Duloxetine, an antidepressant, blocks the reuptake of both serotonin and norepinephrine. Consequently, it decreases parasympathetic activity and increases sympathetic and somatic activity in the urinary system.38 While urine is stored, this cascade of neural activity is thought to collectively increase pudendal nerve activity and improve closure of the urethra.

Although duloxetine is approved to treat stress urinary incontinence in Europe, this is an off-label use in the United States.

A meta-analysis39 found that duloxetine improved quality of life in patients with stress urinary incontinence and that subjective cure rates were 10.8% with duloxetine vs 7.7% with placebo (P = .04). However the rate of adverse events is high, with nausea most common. Given its modest benefit and high rate of side effects, physicians may consider starting duloxetine only if there are psychiatric comorbidities such as depression, anxiety, or fibromyalgia.


The ACP recommends against systemic pharmacologic therapy for stress urinary incontinence. For urgency urinary incontinence, pharmacologic therapy is recommended if bladder training fails, and should be individualized based on the patient’s preference and medical comorbidities and the drug’s tolerability, cost, and ease of use.

Hormone therapy

In 2014, the North American Menopause Society recommended replacing the term “vulvovaginal atrophy” with the term genitourinary syndrome of menopause, which better encompasses the postmenopausal changes to the female genital system.40

Estrogen therapy is commercially available in both systemic and local preparations. The effect of exogenous estrogen on urinary incontinence may depend on whether it is given locally or systemically.

A systematic review41 definitively concluded that all commercially prepared local vaginal estrogen preparations can effectively relieve the genitourinary syndrome of menopause, including not only the common complaints of dryness, burning, and irritation but also urinary complaints of frequency, urgency, and urgency urinary incontinence.41 Additionally, the estradiol vaginal ring for vaginal atrophy (Estring) may have dual effects, functioning like an incontinence pessary by supporting the bladder neck while simultaneously providing local estrogen to the atrophied vaginal tissue.

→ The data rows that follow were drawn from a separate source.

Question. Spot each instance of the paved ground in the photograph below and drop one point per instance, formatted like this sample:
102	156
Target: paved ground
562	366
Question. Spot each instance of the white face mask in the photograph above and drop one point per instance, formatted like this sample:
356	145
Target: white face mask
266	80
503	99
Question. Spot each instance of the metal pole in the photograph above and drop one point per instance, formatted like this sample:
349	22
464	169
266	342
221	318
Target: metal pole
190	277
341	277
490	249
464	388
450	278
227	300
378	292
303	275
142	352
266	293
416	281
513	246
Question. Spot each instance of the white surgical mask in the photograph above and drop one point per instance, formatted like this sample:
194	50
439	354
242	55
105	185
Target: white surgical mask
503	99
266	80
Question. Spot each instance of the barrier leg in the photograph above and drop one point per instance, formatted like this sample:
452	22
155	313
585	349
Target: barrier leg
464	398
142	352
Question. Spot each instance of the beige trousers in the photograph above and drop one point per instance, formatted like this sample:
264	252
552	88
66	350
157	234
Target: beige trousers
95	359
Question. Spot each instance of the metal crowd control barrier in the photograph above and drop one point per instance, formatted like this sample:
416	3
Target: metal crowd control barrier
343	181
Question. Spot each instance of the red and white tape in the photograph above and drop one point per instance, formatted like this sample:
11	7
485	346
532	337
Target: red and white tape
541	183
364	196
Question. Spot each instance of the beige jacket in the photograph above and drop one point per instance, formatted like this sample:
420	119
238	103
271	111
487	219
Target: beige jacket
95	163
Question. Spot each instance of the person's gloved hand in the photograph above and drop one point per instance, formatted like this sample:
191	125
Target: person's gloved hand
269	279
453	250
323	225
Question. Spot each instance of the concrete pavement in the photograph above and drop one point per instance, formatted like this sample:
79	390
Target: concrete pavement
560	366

However, in the Women’s Health Initiative,42 continent women who received either systemic estrogen therapy alone or systemic estrogen combined with progestin actually had a higher risk of developing urinary incontinence, and those already experiencing incontinence developed a worsening of their symptoms on systemic hormone therapy. The mechanism by which systemic hormone therapy causes urinary incontinence is unclear; however, previous studies showed that hormone therapy leads to a reduction in periurethral collagen and increased bladder contractility.43,44


  • Half of women with symptomatic urinary incontinence never report their symptoms.
  • Bladder training is recommended for urgency incontinence and pelvic floor muscle training for stress incontinence.
  • Thirty percent of women perform pelvic floor exercises incorrectly.
  • Devices can be considered, including automatic pelvic exercise devices for stress and urgency incontinence and incontinence pessaries and disposable intravaginal bladder support devices for stress incontinence.
  • Higher BMIs are strongly correlated with urinary incontinence.
  • Anticholinergic medications are recommended for urgency but not stress incontinence.
  • Vaginal estrogen cream may help with symptoms of urinary urgency, recurrent bladder infections, and nocturia in addition to incontinence.